Table 1. Total mislabeled specimens
Fast, accurate test results are an important facet of patient safety. Barcode specimen collection improves turnaround time in addition to providing positive patient and specimen identification. An audit of stat orders at Phelps County Regional Medical Center in Rolla, Missouri, confirms this. Prior to implementing barcode specimen collection at Phelps, order-to-collection times for select stat chemistry and hematology tests ranged from 24 to 28 minutes. Within the first month after the implementation, turnaround times for the same tests dropped to 15 to 17 minutes, exceeding their target goal (Figure 1).
Figure 1. Order-to-collection times
In a recent survey of laboratorians conducted during an online webcast event hosted by Iatric Systems, more than 80% of survey respondents indicated that the Emergency Department (ED) is a significant source of mislabeled specimens at their facilities. The Wall Street Journal recently reported that a high percentage of medical errors and related malpractice suits originate in the ED, and that diagnostic errors account for 37% to 55% of the cases.4 Barcode specimen collection can reduce those errors, even in the midst of a fast-paced ED.
In fact, implementing barcode specimen collection in the ED to help reduce errors was a patient safety initiative at Greater Baltimore Medical Center (GBMC), according to Lois Lorenz, Lab Customer Service and Phlebotomy Manager at GBMC. “Our committee tried all kinds of campaigns to educate our ED staff on positive patient identification and the importance of labeling specimens at the bedside, but the number of errors wasn't really decreasing.” So GBMC implemented barcode specimen collection in April 2009, and the last two calendar years have been error-free (Figure 2).
Figure 2. Implementation of barcode specimen collection at GBMC
The Journal of Emergency Nursing reported that Southern Maine Medical Center in Biddeford, Maine, implemented barcode specimen collection in the ED in March 2010. The article reports that since that time the ED has not had a mislabeled specimen.5
Other benefits of barcode specimen collection include increased physician satisfaction, improved phlebotomist productivity, better rapport between laboratory and nursing, fewer automation line rejections, reduction in phone calls, and improved patient satisfaction. First and foremost, though, barcode specimen collection improves patient safety. Eliminating patient identification and specimen labeling errors isn't just something to imagine. With barcode specimen collection, it is a reality today.
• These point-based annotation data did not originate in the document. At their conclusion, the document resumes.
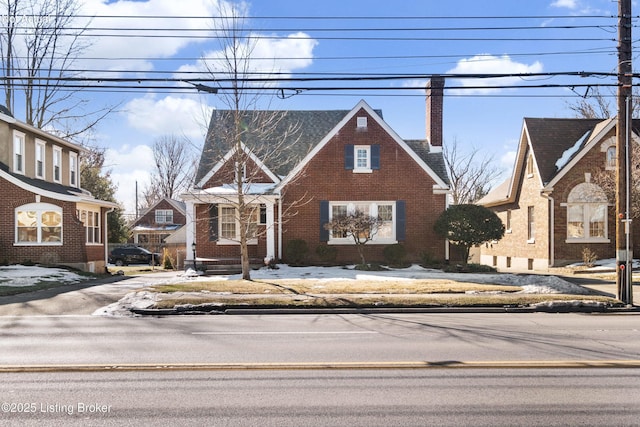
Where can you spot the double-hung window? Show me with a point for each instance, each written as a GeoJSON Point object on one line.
{"type": "Point", "coordinates": [40, 158]}
{"type": "Point", "coordinates": [18, 152]}
{"type": "Point", "coordinates": [229, 224]}
{"type": "Point", "coordinates": [38, 223]}
{"type": "Point", "coordinates": [164, 216]}
{"type": "Point", "coordinates": [73, 169]}
{"type": "Point", "coordinates": [587, 214]}
{"type": "Point", "coordinates": [91, 221]}
{"type": "Point", "coordinates": [57, 164]}
{"type": "Point", "coordinates": [384, 211]}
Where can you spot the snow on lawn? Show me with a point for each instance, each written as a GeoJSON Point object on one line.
{"type": "Point", "coordinates": [21, 275]}
{"type": "Point", "coordinates": [531, 283]}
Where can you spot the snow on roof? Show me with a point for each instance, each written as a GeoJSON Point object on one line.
{"type": "Point", "coordinates": [570, 152]}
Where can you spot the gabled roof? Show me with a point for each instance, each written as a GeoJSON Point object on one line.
{"type": "Point", "coordinates": [309, 127]}
{"type": "Point", "coordinates": [422, 156]}
{"type": "Point", "coordinates": [176, 204]}
{"type": "Point", "coordinates": [312, 129]}
{"type": "Point", "coordinates": [52, 189]}
{"type": "Point", "coordinates": [551, 138]}
{"type": "Point", "coordinates": [228, 156]}
{"type": "Point", "coordinates": [556, 145]}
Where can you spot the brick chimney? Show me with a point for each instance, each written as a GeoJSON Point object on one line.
{"type": "Point", "coordinates": [435, 93]}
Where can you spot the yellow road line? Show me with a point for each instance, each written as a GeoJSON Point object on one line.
{"type": "Point", "coordinates": [453, 364]}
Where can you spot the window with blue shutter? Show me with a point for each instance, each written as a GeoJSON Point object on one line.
{"type": "Point", "coordinates": [324, 219]}
{"type": "Point", "coordinates": [375, 156]}
{"type": "Point", "coordinates": [213, 223]}
{"type": "Point", "coordinates": [348, 157]}
{"type": "Point", "coordinates": [401, 221]}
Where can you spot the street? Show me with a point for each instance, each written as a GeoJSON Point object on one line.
{"type": "Point", "coordinates": [444, 369]}
{"type": "Point", "coordinates": [442, 397]}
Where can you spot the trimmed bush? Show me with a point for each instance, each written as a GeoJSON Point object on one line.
{"type": "Point", "coordinates": [395, 255]}
{"type": "Point", "coordinates": [296, 252]}
{"type": "Point", "coordinates": [326, 253]}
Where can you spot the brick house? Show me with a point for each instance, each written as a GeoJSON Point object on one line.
{"type": "Point", "coordinates": [158, 222]}
{"type": "Point", "coordinates": [551, 207]}
{"type": "Point", "coordinates": [333, 162]}
{"type": "Point", "coordinates": [46, 217]}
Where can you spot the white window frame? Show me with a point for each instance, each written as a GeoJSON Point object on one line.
{"type": "Point", "coordinates": [41, 159]}
{"type": "Point", "coordinates": [19, 152]}
{"type": "Point", "coordinates": [92, 221]}
{"type": "Point", "coordinates": [587, 206]}
{"type": "Point", "coordinates": [74, 176]}
{"type": "Point", "coordinates": [57, 164]}
{"type": "Point", "coordinates": [39, 209]}
{"type": "Point", "coordinates": [164, 216]}
{"type": "Point", "coordinates": [222, 240]}
{"type": "Point", "coordinates": [372, 210]}
{"type": "Point", "coordinates": [366, 168]}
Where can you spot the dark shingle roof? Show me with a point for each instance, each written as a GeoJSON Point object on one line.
{"type": "Point", "coordinates": [435, 161]}
{"type": "Point", "coordinates": [53, 187]}
{"type": "Point", "coordinates": [302, 131]}
{"type": "Point", "coordinates": [550, 138]}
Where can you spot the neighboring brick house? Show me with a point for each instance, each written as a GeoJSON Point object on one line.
{"type": "Point", "coordinates": [158, 222]}
{"type": "Point", "coordinates": [551, 207]}
{"type": "Point", "coordinates": [335, 162]}
{"type": "Point", "coordinates": [45, 216]}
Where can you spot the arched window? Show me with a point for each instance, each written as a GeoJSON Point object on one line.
{"type": "Point", "coordinates": [39, 223]}
{"type": "Point", "coordinates": [587, 214]}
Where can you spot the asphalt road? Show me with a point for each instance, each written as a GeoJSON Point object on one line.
{"type": "Point", "coordinates": [318, 338]}
{"type": "Point", "coordinates": [439, 397]}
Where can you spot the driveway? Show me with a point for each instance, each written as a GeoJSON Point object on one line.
{"type": "Point", "coordinates": [78, 299]}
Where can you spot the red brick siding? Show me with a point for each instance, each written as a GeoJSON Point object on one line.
{"type": "Point", "coordinates": [399, 178]}
{"type": "Point", "coordinates": [150, 217]}
{"type": "Point", "coordinates": [74, 249]}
- Wagar EA, et al. Specimen labeling errors: A Q-probes analysis of 147 clinical laboratories. Arch Pathol Lab Med. 2008;132:1617.
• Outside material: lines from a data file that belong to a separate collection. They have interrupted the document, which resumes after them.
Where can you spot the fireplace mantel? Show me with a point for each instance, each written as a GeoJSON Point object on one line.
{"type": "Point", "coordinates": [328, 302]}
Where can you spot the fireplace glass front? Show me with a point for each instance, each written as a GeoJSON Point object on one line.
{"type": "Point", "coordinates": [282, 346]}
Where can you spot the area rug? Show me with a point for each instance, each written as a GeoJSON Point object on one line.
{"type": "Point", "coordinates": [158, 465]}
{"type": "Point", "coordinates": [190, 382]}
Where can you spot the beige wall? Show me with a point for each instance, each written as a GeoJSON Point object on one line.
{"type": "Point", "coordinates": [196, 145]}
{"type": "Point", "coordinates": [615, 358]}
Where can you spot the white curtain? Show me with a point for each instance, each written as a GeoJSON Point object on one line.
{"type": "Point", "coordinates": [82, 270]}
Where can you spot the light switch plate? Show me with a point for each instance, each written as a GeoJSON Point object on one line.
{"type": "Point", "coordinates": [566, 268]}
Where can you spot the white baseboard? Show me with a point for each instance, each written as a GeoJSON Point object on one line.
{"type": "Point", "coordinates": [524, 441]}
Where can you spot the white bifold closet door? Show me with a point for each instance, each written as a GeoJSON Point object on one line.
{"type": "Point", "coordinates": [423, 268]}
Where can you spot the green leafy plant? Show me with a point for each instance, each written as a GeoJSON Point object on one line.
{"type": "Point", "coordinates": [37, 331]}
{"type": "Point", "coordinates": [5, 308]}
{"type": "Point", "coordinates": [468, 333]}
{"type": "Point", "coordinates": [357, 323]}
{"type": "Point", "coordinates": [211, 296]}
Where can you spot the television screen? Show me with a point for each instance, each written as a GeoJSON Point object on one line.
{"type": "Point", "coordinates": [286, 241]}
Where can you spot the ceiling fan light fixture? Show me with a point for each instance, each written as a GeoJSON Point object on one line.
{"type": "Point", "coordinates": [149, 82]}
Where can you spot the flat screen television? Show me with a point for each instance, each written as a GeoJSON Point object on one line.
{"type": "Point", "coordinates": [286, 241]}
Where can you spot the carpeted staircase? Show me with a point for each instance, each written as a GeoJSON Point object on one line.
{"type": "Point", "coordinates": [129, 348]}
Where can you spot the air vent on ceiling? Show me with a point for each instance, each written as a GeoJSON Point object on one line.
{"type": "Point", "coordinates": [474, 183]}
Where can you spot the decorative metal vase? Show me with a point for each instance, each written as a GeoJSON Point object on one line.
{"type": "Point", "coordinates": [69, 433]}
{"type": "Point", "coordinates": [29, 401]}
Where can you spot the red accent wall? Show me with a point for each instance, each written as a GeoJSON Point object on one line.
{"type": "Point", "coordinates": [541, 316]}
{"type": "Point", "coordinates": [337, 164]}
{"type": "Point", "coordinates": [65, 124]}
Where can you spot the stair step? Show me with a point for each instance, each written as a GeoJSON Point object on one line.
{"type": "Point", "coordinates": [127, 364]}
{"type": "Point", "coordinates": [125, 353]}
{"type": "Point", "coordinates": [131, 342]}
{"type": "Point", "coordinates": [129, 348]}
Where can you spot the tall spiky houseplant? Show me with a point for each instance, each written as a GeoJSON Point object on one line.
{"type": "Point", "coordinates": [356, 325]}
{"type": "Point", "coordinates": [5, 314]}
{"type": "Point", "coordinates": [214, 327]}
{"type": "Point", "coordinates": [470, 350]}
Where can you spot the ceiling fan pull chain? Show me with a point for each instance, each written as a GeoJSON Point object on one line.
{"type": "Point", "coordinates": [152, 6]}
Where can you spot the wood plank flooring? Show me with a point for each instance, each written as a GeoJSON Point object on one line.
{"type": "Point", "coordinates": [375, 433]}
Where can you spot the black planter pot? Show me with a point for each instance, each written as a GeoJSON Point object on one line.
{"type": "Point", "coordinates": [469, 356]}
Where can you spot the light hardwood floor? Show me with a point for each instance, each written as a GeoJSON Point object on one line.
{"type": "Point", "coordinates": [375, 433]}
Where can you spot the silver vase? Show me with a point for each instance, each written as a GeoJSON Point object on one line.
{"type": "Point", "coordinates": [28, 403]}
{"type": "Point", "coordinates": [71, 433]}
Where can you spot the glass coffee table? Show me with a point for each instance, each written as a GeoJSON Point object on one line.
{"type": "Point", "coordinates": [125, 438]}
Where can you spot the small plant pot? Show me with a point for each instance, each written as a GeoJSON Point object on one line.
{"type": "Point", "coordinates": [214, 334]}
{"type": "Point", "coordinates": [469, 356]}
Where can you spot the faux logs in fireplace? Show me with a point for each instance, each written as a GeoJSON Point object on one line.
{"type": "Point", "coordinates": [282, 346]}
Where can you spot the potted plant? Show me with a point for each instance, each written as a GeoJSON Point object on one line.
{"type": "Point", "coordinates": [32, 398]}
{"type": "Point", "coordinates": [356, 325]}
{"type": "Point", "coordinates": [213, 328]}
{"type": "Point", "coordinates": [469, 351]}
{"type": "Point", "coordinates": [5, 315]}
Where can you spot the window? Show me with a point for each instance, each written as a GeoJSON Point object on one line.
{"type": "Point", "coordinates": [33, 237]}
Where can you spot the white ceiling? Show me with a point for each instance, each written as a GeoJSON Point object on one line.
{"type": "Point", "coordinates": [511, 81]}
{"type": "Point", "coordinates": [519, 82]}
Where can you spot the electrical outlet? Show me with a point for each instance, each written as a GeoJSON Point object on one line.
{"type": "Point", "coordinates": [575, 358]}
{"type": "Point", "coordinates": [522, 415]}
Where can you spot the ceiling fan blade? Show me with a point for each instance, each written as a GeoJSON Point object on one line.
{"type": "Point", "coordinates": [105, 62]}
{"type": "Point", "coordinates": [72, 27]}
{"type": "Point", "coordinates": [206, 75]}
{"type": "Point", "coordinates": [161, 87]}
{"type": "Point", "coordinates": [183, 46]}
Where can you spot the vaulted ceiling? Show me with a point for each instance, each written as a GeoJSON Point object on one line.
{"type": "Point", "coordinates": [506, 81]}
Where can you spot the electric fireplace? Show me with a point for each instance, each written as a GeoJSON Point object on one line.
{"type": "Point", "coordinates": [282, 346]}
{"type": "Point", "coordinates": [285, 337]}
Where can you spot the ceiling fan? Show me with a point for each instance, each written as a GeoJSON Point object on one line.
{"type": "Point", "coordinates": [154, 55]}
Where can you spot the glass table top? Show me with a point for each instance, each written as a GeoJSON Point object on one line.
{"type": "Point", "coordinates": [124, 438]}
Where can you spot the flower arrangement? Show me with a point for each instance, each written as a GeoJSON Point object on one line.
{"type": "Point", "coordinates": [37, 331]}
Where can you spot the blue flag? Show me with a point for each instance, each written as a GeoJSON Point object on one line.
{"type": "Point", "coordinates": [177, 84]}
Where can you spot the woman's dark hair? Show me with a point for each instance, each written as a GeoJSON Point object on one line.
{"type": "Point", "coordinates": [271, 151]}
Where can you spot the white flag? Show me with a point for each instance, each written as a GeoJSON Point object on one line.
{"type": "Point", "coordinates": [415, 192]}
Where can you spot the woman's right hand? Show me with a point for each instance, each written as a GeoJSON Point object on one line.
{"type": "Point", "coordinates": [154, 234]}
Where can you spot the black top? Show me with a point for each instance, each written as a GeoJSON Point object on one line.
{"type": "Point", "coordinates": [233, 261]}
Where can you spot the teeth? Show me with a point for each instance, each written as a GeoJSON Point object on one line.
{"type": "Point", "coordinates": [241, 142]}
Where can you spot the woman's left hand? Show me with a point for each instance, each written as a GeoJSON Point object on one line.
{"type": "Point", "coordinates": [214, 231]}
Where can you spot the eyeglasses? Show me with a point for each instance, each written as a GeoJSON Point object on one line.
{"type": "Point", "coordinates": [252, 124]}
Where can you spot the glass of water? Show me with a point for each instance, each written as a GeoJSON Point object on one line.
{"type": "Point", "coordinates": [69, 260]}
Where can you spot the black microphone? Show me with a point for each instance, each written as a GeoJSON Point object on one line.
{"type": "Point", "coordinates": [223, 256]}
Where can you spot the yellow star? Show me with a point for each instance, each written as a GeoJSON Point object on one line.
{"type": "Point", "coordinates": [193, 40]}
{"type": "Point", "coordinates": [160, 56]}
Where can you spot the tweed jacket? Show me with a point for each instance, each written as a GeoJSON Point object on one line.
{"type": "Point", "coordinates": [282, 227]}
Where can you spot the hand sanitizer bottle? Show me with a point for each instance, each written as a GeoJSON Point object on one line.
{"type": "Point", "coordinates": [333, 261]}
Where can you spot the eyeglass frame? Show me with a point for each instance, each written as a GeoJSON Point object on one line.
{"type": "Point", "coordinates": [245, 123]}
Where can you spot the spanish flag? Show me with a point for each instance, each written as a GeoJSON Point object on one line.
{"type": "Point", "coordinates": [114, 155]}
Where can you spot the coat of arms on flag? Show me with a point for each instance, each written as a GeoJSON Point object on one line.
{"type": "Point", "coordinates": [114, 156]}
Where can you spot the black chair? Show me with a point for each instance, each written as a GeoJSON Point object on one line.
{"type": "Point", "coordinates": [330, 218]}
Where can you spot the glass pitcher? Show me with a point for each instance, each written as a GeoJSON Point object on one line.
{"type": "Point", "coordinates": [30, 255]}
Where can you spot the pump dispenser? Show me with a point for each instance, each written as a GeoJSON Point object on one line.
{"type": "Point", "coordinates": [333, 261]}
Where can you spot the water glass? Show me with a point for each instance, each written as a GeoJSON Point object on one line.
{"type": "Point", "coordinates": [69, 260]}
- Valenstein PN, et al. Identification errors involving clinical laboratories: a college of American pathologists Q-Probes study of patient and specimen identification errors at 120 institutions. Arch Pathol Lab Med. 2006;130:1106.
- Boone DJ. Making the laboratory a key partner in patient safety. Presented at: Quality Institute Conference 2003. http://wwwn.cdc.gov/cliac/pdf/Addenda/cliac0903/O_QI.pdf.Accessed February 15, 2012.
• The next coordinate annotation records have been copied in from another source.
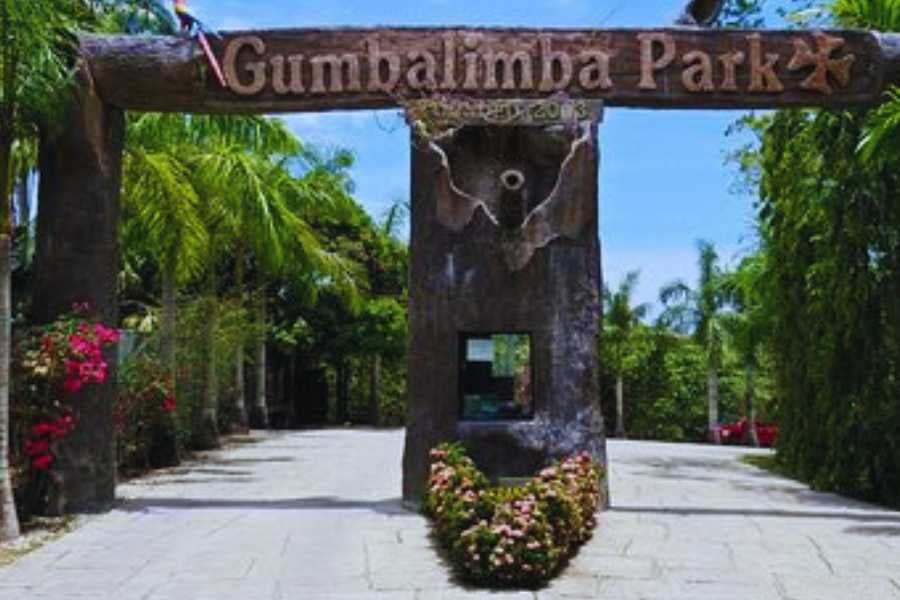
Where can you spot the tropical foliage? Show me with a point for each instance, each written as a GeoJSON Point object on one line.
{"type": "Point", "coordinates": [511, 536]}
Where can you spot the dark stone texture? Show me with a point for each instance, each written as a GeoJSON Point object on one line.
{"type": "Point", "coordinates": [77, 260]}
{"type": "Point", "coordinates": [463, 282]}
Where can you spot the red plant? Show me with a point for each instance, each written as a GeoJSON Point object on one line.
{"type": "Point", "coordinates": [54, 363]}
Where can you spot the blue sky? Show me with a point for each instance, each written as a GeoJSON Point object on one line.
{"type": "Point", "coordinates": [663, 182]}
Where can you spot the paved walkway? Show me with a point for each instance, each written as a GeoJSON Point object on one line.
{"type": "Point", "coordinates": [316, 515]}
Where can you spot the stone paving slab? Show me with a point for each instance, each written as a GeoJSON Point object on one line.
{"type": "Point", "coordinates": [317, 516]}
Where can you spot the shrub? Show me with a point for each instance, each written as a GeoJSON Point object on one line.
{"type": "Point", "coordinates": [145, 421]}
{"type": "Point", "coordinates": [511, 536]}
{"type": "Point", "coordinates": [51, 365]}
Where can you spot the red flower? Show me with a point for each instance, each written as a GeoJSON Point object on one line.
{"type": "Point", "coordinates": [72, 386]}
{"type": "Point", "coordinates": [42, 429]}
{"type": "Point", "coordinates": [43, 462]}
{"type": "Point", "coordinates": [37, 447]}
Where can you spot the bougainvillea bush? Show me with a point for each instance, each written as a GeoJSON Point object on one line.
{"type": "Point", "coordinates": [51, 365]}
{"type": "Point", "coordinates": [511, 536]}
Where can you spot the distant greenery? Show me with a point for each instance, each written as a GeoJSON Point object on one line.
{"type": "Point", "coordinates": [828, 218]}
{"type": "Point", "coordinates": [511, 537]}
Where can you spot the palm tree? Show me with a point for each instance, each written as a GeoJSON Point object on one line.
{"type": "Point", "coordinates": [33, 73]}
{"type": "Point", "coordinates": [621, 319]}
{"type": "Point", "coordinates": [699, 312]}
{"type": "Point", "coordinates": [200, 186]}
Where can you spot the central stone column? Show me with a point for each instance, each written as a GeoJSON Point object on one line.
{"type": "Point", "coordinates": [504, 294]}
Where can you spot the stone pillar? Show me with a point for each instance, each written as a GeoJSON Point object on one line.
{"type": "Point", "coordinates": [77, 260]}
{"type": "Point", "coordinates": [478, 267]}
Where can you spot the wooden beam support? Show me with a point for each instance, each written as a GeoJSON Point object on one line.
{"type": "Point", "coordinates": [303, 70]}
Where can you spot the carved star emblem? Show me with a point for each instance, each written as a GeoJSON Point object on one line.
{"type": "Point", "coordinates": [824, 63]}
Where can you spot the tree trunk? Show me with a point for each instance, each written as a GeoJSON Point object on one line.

- Landro L. Hospitals overhaul ERs to reduce mistakes. The Wall Street Journal. May 10, 2011. http://online.wsj.com/article/SB10001424052748703859304576307060330715004.html. Accessed February 10, 2012.
- Granata J. Getting a handle on specimen mislabeling. Journal of Emergency Nursing. 2011;37:168.
Linda Trask, BS MT(ASCP), is Manager of Laboratory Solutions at Massachusetts-based Iatric Systems, Inc., and has implemented barcode specimen collection at more than 125 hospitals across the U.S. and Canada.
Estelle Tournas, BSBA, is a Product Marketing Manager at Iatric Systems, Inc.